Linux servers and many other servers with Unix-like operating systems rely on archiving and compression tools like tar and gzip to rotate logs, store backups, and even cache websites. In those cases, dedicated server’s software will automatically make use of those tools. If, however, you ever need to extract data from those archives or make your own, it is important to know how to properly use them.
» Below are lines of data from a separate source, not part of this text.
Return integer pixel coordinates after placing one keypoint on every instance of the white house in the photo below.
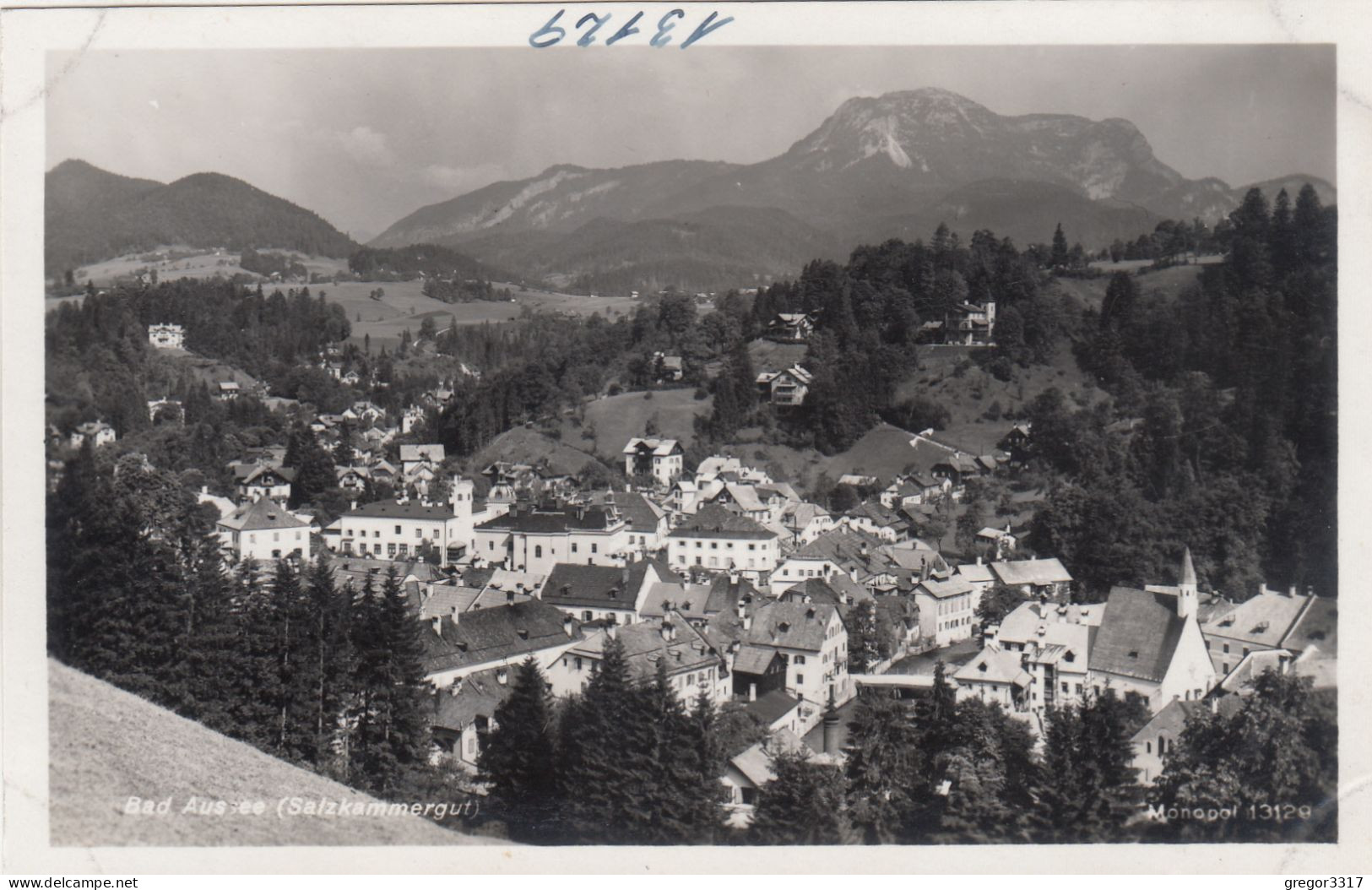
(691, 663)
(500, 637)
(719, 540)
(1150, 643)
(537, 538)
(96, 431)
(946, 609)
(788, 387)
(263, 529)
(660, 459)
(603, 593)
(166, 336)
To create a simple tar archive, you would use the following command:
tar cf archive_name.tar filename
That will archive a single file. To archive a directory, enter:
tar cf archive_name.tar directory
If you ever want to archive all of the files within a directory, navigate to the directory and then type:
tar cf archive_name.tar *
Archiving is great for creating collections of two or more files, but it leaves you with an uncompressed file that is the same size as the sum of all the files. To compress the files, you will need to use something like gzip, and you can call up gzip from within the tar command. For example, to compress a directory, you would type:
tar zcvf archive_name.tar.gz directory
The “c” tells it to create a tar archive. The “v” simply tells it to be verbose and show you what it is doing. The “z” tells it to compress the archive, and the “f” instructs it to use the filename you specify.
Uncompressing archives is just as easy. To extract the files of the archive_name.tar.gz file you just created, just type:
tar zxvf archive_name.tar.gz
Notice that we replaced the “c” for “create” with an “x” for “extract”.